The SALT Club is an informal group of researchers, from both academic and commercial sectors, with a common interest in Speech and Language Technology (nothing to do with Strategic Arms Limitation). It is organised and minimally funded by the UK Government's Department of Trade and Industry, as a side effect of the funding it provides for research work in this area together with the Science and Engineering Research Council (SERC), under something called the Joint Framework for Information technology (JFIT). Aside from a useful bulletin distributed to JFIT-funded projects, SALT organizes an annual workshop and provides a nexus of useful contacts. It also constitutes an expert group with some influence on government priorities for research funding in this area.

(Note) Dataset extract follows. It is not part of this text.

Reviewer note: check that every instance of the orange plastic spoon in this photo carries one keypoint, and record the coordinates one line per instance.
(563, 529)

This year's SALT Club Workshop was concerned with Multimedia. Under the rather grand title "Paradigm Shift in Speech and Language Technology: Integrating with other Media", this two-day event combined a series of carefully-chosen plenary presentations and a number of small working group sessions, collectively addressing the issue of what, if anything, there might be of interest to SALT hackers in multimedia and vice versa.
The workshop began with a presentation from Graham Howard about the US Art of Memory project, which (due to the hostility of London Transport) I missed. I did however arrive in time to enjoy Barry Arons' (MIT Media Lab) round-up of work concerned with hypertext-like ways of interacting with recorded speech, ranging from intelligent telephone answering machines to 'virtual conversations'. The technically interesting part of this concerned the design of an appropriate user interface for a database of sound bites accessible by voice only. The database consisted of 13 minutes of monologue from five speakers, gathered over the telephone, which Arons had analysed into a network of some 80 discrete nodes, linked by 750 links of various types (e.g. 'summary', 'detail', 'supporting argument' etc.). It could be queried using a simple 17 word command language. The technology was impressive and sophisticated but mechanically organized snippets of spoken language cannot really be said to be conversations, although Arons did make passing reference to Grice's work in discourse analysis as providing useful models for how 'reports' from such a database might be organized.

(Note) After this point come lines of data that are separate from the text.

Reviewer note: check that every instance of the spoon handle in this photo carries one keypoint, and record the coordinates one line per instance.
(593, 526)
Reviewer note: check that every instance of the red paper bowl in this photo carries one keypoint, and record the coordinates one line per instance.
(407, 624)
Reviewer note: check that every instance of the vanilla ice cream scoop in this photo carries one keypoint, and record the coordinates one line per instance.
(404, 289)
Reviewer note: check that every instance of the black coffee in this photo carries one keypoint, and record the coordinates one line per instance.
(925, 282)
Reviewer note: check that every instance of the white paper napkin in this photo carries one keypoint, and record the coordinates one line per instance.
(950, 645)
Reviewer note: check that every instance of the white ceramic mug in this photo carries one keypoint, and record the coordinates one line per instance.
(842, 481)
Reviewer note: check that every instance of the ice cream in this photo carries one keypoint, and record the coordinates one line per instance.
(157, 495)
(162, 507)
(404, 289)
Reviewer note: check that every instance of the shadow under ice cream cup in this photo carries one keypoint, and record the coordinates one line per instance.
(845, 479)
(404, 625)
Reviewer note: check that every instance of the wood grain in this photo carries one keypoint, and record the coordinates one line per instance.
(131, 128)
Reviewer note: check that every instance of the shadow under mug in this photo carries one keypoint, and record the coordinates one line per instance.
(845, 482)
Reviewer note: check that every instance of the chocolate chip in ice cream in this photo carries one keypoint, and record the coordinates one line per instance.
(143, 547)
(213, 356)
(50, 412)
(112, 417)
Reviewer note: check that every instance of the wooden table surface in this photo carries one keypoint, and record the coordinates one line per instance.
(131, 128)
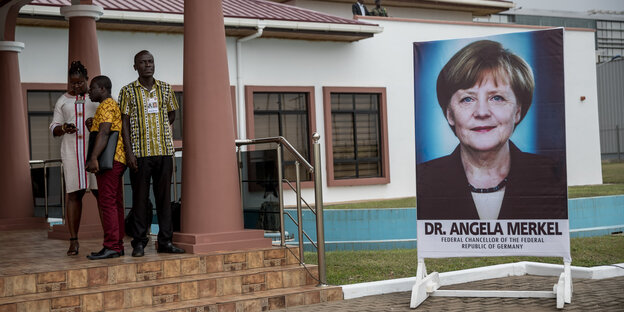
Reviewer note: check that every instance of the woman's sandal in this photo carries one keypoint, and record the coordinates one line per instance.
(73, 246)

This was followed by a more low-key presentation from Paola Fabrizi of the RNIB about the Electronic Daily Newspaper. I found this easily the most impressive project described in terms of real world applications of multimedia. Every night while the compositors are busy setting up the printed text of the Guardian, an electronic version of the same text in a specially encrypted form is broadcast via the unusued lines in teletext transmissions. Subscribers download the text into their pcs overnight, and can then `read' the paper at the same time as their sighted nbeighbours, using a voice synthesizer, large character display or transitory braille display. Paola demonstrated the system with a bottom end of the market speech synthesiser which came as somewhat of a shock after the realism of MIT's synthetic voice, but the simplicity of the interface had much to commend it. Users could scroll, and search, switch betweeen paragraph, line, word and letter mode, the latter being useful to spell out unfamiliar words. Selected stories or prtions of them can be pasted to a scrapbook etc.

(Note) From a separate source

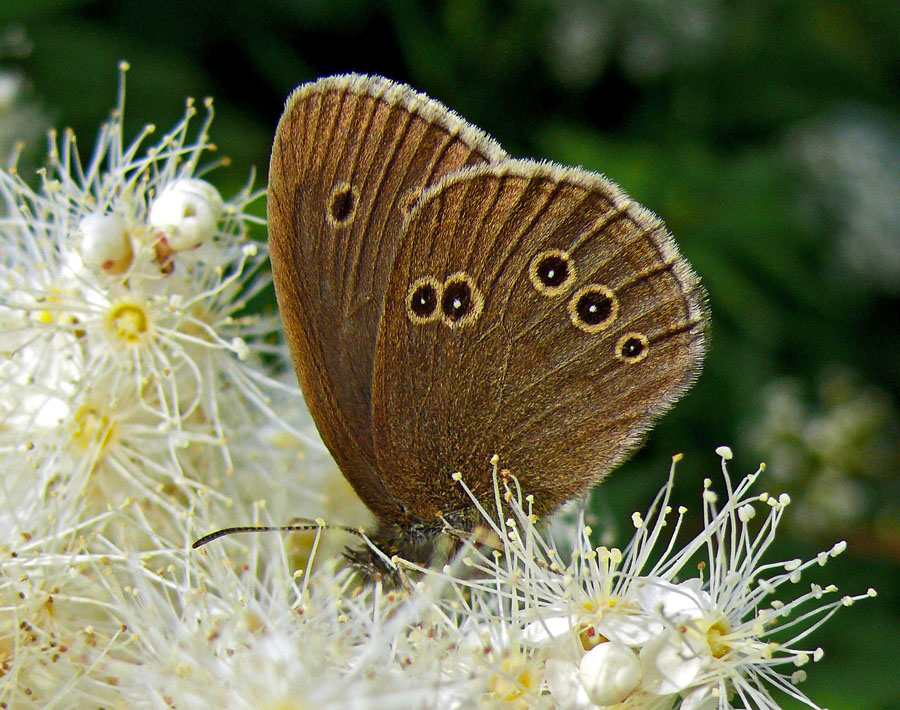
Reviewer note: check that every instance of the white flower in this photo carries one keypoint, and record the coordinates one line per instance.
(105, 243)
(609, 673)
(639, 628)
(187, 211)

Janet Cauldwell (OUP) presented the electronic OED of which any further praise would be otiose. I shall therefore remark only that this product is so wonderful its presentation and marketing could be safely left to idiots.
After lunch, we were organized into a five work groups, on a variety of occasionally overlapping topics (Organizational structures within language; database interfaces; use of nonlinguistic information in linguistics; educational applications; communications facilities). Each group had an assigned leader, a small number of thought-provoking presentations and a rapporteur charged with making proposals for ways in which new SALT-related activities could be realigned within a multimedia paradign. I joined the first group, and enjoyed brief presentations from Adam Kilgariff and Lynne Pemberton, both, in different ways, concerned with ways of structuring complex texts. The group invented an interesting application area: an intelligent agent capable of summarising or expanding the information content of individual components of a multimedia system as well as identifying and categorising the links between them. I waxed lyrical on the wonders of HyTime, TEI etc, and found myself appointed rapporteur for my pains.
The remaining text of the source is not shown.